While the original cell lines developed were capable of binding both BoNT/B and tetanus, the assay was not as sensitive to tetanus as was needed to replace animal assays. Humans, and some animals, can be much more sensitive to tetanus toxin levels than cell lines are able to detect (up to 1000 times less in the cell lines).

The team at Sheffield have developed several neuroblastoma cell lines under growth conditions that lead to an improved sensitivity to tetanus at the needed physiologically relevant concentrations.
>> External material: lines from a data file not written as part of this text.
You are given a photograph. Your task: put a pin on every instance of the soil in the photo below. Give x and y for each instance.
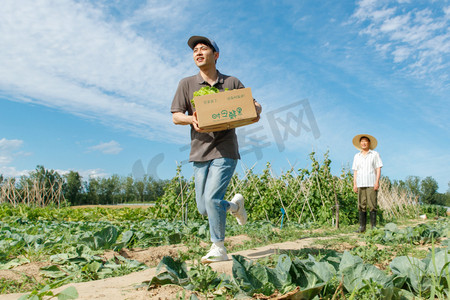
(131, 286)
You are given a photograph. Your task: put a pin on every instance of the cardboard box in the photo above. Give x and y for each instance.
(225, 110)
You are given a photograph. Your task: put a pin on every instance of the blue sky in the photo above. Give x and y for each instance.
(87, 85)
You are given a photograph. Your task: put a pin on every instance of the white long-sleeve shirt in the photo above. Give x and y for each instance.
(365, 167)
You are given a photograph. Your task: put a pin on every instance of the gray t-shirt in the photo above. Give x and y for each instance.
(210, 145)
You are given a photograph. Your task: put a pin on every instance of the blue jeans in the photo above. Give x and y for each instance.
(211, 182)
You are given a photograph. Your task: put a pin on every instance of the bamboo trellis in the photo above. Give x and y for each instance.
(34, 194)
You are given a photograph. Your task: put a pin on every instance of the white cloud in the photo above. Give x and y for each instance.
(71, 56)
(111, 147)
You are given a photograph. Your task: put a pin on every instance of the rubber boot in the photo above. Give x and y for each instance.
(362, 222)
(373, 218)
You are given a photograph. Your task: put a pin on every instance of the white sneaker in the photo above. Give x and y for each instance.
(241, 213)
(216, 253)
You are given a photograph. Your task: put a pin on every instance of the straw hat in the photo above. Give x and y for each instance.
(357, 138)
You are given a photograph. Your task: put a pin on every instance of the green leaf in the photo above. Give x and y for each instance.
(410, 269)
(14, 263)
(355, 272)
(69, 293)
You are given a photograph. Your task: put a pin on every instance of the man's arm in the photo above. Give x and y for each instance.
(355, 186)
(376, 186)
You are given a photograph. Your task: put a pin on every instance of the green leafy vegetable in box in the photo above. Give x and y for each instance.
(206, 90)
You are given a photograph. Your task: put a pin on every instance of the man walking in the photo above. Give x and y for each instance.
(214, 154)
(366, 178)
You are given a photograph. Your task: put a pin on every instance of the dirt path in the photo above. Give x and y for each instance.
(124, 287)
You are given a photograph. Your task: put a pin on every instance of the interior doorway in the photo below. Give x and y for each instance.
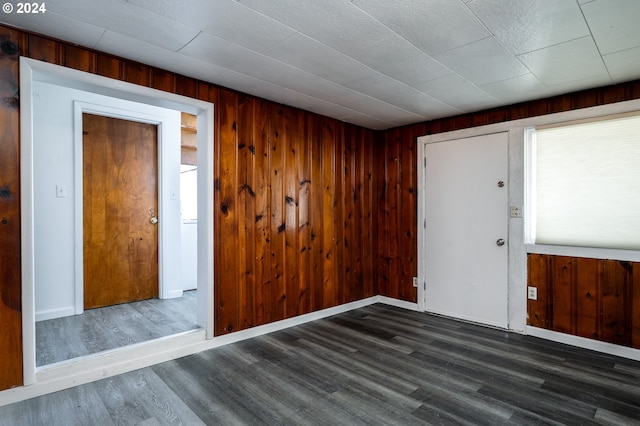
(65, 192)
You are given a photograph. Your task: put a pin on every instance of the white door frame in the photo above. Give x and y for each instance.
(32, 70)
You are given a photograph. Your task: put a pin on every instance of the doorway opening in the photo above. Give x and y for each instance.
(98, 94)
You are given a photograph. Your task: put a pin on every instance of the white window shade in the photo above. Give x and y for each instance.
(587, 184)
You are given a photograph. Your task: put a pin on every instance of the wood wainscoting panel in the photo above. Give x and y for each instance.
(593, 298)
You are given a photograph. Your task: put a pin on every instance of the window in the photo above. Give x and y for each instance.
(583, 183)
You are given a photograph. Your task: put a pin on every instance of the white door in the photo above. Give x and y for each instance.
(466, 228)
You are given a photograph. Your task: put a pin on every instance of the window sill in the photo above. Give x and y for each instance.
(588, 252)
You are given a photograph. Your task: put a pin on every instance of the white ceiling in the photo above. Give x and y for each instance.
(376, 63)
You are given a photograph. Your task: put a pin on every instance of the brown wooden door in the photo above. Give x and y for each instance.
(120, 198)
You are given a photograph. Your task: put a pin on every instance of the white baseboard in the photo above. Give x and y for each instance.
(584, 343)
(55, 313)
(63, 375)
(398, 303)
(173, 294)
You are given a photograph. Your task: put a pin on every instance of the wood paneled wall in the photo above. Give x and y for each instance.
(294, 212)
(10, 272)
(593, 298)
(309, 212)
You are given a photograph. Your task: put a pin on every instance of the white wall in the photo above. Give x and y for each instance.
(189, 227)
(518, 250)
(53, 165)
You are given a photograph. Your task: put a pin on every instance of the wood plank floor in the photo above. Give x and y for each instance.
(375, 365)
(111, 327)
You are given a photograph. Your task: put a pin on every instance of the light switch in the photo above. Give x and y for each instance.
(61, 191)
(516, 211)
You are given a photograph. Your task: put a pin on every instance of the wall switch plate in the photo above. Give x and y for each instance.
(61, 191)
(516, 211)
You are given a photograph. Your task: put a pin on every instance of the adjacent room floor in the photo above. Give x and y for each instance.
(111, 327)
(375, 365)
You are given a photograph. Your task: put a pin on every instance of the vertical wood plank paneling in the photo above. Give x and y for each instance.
(226, 296)
(261, 138)
(246, 213)
(78, 58)
(380, 229)
(538, 311)
(136, 73)
(382, 216)
(588, 290)
(186, 86)
(108, 66)
(563, 294)
(291, 205)
(351, 258)
(329, 284)
(277, 225)
(44, 49)
(338, 206)
(10, 273)
(165, 81)
(316, 280)
(407, 218)
(616, 302)
(304, 159)
(591, 298)
(393, 219)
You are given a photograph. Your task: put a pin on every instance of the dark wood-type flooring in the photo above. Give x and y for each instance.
(101, 329)
(375, 365)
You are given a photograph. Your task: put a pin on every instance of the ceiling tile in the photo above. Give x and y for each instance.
(124, 18)
(623, 65)
(402, 96)
(531, 25)
(432, 26)
(459, 93)
(482, 62)
(226, 19)
(566, 63)
(309, 55)
(335, 23)
(55, 25)
(615, 24)
(144, 52)
(286, 96)
(402, 61)
(518, 89)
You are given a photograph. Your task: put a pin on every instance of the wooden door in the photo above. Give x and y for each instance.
(120, 202)
(466, 228)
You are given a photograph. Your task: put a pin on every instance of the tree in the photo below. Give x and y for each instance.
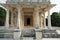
(55, 19)
(2, 16)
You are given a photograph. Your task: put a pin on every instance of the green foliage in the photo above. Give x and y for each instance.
(2, 16)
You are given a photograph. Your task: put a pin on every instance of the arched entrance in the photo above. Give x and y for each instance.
(28, 20)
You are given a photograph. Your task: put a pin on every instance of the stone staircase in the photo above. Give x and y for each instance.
(6, 34)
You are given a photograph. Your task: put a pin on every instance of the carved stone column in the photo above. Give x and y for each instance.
(37, 17)
(7, 18)
(49, 20)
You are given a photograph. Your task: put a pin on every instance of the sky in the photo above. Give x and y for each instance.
(54, 9)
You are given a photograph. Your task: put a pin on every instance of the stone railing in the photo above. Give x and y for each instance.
(28, 2)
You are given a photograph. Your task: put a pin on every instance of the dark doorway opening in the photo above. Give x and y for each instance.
(28, 21)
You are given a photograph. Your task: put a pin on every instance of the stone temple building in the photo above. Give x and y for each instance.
(27, 14)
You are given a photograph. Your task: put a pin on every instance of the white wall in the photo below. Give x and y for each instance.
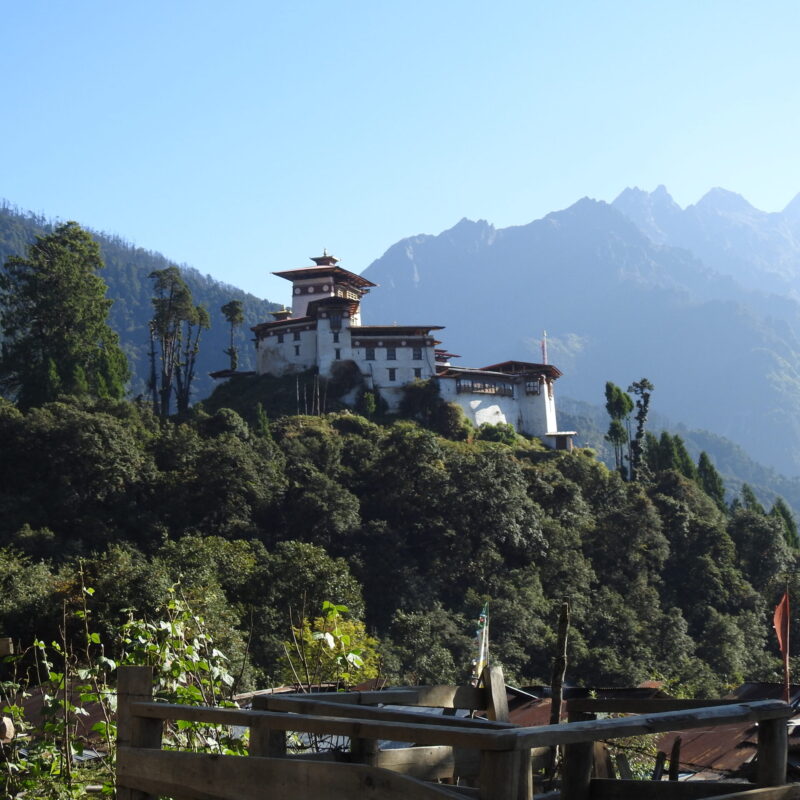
(280, 359)
(376, 371)
(326, 346)
(533, 415)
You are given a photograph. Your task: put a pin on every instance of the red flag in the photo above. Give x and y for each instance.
(780, 621)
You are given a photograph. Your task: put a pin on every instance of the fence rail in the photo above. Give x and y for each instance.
(496, 753)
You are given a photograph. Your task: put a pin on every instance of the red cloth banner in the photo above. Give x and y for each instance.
(780, 621)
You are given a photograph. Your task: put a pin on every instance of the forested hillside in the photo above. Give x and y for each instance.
(126, 272)
(260, 516)
(412, 531)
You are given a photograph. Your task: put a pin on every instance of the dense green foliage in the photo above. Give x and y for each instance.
(54, 310)
(412, 532)
(127, 270)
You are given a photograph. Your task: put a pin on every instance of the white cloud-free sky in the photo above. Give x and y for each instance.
(243, 137)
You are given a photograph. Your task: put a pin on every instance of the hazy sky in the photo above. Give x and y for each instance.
(243, 137)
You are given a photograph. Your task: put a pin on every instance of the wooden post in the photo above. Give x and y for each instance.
(576, 772)
(499, 778)
(496, 697)
(559, 666)
(264, 741)
(675, 760)
(658, 770)
(135, 684)
(364, 751)
(497, 710)
(773, 744)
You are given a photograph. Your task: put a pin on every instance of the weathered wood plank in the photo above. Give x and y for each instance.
(431, 763)
(773, 744)
(790, 792)
(499, 776)
(601, 789)
(675, 759)
(649, 723)
(192, 775)
(468, 697)
(301, 705)
(135, 684)
(443, 696)
(515, 738)
(651, 705)
(578, 760)
(496, 698)
(337, 726)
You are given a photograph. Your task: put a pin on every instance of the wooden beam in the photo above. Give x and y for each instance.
(496, 697)
(203, 776)
(302, 705)
(337, 726)
(135, 683)
(790, 792)
(576, 771)
(773, 745)
(431, 763)
(649, 723)
(601, 789)
(499, 776)
(650, 705)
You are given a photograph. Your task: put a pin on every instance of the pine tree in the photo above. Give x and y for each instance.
(54, 322)
(619, 406)
(643, 390)
(684, 463)
(711, 481)
(176, 327)
(234, 314)
(749, 499)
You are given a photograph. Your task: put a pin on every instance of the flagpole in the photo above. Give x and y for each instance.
(786, 676)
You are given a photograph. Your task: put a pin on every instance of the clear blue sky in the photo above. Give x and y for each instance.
(243, 137)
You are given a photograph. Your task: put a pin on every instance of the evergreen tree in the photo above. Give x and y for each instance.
(619, 406)
(711, 481)
(643, 390)
(684, 463)
(176, 327)
(234, 314)
(56, 338)
(749, 500)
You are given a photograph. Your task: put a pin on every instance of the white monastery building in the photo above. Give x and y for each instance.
(324, 327)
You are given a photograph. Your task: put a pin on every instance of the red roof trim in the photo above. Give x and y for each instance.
(307, 273)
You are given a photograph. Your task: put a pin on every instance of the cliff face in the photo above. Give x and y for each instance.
(619, 301)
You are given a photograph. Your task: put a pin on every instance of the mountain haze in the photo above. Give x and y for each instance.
(761, 250)
(618, 304)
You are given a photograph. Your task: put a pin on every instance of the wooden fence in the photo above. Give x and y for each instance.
(496, 755)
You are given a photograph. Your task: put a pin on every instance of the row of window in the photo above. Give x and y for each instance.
(393, 373)
(391, 353)
(484, 387)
In collaboration with MHRA, and with further NC3Rs funding the team will now optimise the cell-based assay and build confidence in the model by testing representative tetanus toxoid samples from tetanus vaccine manufacturers. Ten global tetanus vaccine manufacturers are signed up to participate in studies that will optimise and demonstrate fitness for purpose of the assay. The assay will then be transferred to commercial end users for validation and implementation to completely replace the animal safety test used in tetanus vaccine production.